In discussions of AI and Mathematics, the discussion often goes to mathematical proofs, such as the the First Proof challenge. So let's look at the role of proofs in mathematics.
Without a proof, you don't even know whether a theorem is true or false. It's not even a theorem until you have a proof, just a conjecture or hypothesis. You might have some intuition but you don't know the hardness of a proof until you find it. Even then that only gives you an upper bound on hardness as someone might find a simpler alternative proof in the future,
Proofs give an understanding of why a theorem is true. A proof can look like a piece of art, especially if the proof works in a new or clever way, maybe even a proof from the book like Kelly's Proof of the Sylvester–Gallai theorem. A mathematician often has their most satisfying experiences finding a proof of a theorem they or others have had challenge proving earlier.
Conjectures drive the need for proofs, but often it goes the other direction. A failed proof leads to a new conjecture and maybe a different theorem altogether. My time-space tradeoffs came out of a failed attempt to show NP different from L. Too often I see papers with theorems that are really just what the best proof they can find achieves.

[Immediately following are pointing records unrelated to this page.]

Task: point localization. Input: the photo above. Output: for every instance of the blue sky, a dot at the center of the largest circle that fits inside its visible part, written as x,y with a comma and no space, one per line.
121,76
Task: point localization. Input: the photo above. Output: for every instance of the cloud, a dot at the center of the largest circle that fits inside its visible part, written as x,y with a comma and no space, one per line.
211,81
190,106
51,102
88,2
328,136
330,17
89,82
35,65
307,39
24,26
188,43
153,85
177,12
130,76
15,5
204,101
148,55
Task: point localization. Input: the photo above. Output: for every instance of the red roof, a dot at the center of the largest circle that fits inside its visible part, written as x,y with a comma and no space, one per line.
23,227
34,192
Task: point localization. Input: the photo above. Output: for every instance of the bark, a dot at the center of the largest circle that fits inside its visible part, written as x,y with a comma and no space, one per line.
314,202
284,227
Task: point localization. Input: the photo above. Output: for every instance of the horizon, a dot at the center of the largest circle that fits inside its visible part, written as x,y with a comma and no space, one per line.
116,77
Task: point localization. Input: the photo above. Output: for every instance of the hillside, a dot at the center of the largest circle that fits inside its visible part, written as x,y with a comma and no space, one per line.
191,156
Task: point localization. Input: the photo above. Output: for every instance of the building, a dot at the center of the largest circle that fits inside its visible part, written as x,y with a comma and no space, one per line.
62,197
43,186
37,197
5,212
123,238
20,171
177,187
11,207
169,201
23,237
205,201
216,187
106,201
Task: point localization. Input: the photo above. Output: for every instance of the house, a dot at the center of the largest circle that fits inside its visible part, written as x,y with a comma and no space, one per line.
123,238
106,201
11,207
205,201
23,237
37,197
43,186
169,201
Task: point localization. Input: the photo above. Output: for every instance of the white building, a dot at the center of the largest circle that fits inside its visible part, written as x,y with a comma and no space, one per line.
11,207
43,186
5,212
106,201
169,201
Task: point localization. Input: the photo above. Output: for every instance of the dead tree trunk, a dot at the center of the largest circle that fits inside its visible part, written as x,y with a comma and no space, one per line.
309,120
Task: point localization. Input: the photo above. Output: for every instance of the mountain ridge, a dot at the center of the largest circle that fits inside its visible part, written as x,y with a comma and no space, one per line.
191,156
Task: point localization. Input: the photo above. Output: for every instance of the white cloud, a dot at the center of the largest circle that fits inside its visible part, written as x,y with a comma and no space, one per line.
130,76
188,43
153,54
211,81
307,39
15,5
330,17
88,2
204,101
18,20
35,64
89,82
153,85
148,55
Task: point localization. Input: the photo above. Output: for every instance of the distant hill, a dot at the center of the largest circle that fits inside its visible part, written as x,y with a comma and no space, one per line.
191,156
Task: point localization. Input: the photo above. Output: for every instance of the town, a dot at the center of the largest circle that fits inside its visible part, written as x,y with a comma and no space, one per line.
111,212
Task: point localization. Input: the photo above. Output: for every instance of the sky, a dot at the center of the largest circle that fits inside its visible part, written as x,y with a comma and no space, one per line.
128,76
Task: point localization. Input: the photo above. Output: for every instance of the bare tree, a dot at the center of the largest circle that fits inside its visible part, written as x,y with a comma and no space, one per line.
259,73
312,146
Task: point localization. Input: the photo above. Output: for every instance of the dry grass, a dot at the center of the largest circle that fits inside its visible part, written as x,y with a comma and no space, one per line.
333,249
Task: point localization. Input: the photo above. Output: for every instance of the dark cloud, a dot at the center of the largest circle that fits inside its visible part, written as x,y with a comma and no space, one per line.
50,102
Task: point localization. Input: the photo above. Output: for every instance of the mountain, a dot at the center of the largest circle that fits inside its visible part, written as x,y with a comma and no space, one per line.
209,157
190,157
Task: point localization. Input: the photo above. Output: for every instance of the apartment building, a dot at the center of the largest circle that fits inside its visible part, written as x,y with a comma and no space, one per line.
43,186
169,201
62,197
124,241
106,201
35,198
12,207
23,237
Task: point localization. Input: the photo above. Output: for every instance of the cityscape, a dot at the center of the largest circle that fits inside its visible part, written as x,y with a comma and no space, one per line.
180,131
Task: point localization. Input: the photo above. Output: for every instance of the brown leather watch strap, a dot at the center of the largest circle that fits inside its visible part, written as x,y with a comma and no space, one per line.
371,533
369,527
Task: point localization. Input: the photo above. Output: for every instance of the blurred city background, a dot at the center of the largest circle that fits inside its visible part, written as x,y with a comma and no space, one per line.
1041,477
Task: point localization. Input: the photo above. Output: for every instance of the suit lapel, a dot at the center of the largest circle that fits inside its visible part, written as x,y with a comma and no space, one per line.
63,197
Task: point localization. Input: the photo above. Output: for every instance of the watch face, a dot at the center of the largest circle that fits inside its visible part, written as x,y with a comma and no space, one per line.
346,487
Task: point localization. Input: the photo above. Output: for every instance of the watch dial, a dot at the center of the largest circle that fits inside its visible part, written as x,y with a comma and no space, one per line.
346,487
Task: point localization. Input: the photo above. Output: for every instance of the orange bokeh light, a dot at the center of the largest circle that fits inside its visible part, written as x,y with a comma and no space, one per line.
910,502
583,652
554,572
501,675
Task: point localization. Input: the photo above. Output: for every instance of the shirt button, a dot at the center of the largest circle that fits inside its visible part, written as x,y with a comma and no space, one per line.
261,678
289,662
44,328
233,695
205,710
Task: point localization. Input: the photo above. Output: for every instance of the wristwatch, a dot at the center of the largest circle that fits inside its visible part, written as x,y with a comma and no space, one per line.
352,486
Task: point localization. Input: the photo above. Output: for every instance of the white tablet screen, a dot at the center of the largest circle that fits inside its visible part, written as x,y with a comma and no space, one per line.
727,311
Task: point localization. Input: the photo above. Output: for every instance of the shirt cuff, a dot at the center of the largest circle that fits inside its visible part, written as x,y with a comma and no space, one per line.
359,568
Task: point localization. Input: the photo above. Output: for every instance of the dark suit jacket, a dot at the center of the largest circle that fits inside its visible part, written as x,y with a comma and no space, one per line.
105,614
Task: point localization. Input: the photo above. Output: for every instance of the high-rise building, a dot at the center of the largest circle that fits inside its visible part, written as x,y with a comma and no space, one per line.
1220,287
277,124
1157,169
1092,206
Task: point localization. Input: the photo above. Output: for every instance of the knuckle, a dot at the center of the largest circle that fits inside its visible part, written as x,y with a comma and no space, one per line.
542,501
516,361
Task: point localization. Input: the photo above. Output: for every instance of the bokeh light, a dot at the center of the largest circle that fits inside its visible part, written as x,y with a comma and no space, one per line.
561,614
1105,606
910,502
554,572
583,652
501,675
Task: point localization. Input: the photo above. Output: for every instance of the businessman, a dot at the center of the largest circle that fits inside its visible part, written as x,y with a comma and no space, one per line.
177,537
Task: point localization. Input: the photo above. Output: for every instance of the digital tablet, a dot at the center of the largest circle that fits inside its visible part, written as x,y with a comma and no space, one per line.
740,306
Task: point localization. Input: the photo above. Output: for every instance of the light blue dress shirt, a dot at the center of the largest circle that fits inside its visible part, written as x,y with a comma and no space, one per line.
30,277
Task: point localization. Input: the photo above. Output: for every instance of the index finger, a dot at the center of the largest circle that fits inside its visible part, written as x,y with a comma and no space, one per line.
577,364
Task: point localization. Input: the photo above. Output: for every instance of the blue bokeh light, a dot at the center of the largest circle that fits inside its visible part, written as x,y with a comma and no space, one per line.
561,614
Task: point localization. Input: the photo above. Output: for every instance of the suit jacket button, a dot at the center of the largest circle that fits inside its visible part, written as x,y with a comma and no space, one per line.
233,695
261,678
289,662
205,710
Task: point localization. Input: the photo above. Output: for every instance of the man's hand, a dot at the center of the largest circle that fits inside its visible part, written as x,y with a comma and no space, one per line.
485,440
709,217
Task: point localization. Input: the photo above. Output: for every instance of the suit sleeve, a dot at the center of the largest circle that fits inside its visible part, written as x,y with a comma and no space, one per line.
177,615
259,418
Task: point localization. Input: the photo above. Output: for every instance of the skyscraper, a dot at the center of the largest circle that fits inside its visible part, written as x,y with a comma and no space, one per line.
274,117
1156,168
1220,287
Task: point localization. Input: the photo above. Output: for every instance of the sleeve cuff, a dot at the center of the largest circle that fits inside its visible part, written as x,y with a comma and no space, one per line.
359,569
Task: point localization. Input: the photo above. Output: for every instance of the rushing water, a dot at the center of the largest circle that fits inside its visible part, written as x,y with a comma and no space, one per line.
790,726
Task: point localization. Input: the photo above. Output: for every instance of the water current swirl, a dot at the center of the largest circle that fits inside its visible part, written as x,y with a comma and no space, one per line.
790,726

Proofs are supposedly objective, either it is a valid proof or it isn't, the biggest reason AI tackles proofs as we can grade them as right or wrong. Most academic papers have high-level proofs and a referee however needs to make a subjective decision whether the proof has enough details to count as a legitimate proofs. If a proof has minor fixable errors, then it isn't a proof but we usually count it as one.
Now we have proof systems like Lean where we can make proofs truly objective. There's a large mathlib project to formalize much of mathematics in Lean, and talk of a cslib as well.
Lean excites me less, I'm not sure what we gain by formalizing proofs besides certainty. Will Fermat's last theorem be any more true once we formalize it? One could argue Lean also helps AI reason about mathematics in a grounded way, though could AI just get lost in the logical weeds?
I worry about the heavy task of converting proofs to Lean, even with AI help, takes away from time spent finding and proving new theorems and we lose the beauty of the proofs. If there was a fully lean verified proof of P ≠ NP that you couldn't understand, would you find that satisfying?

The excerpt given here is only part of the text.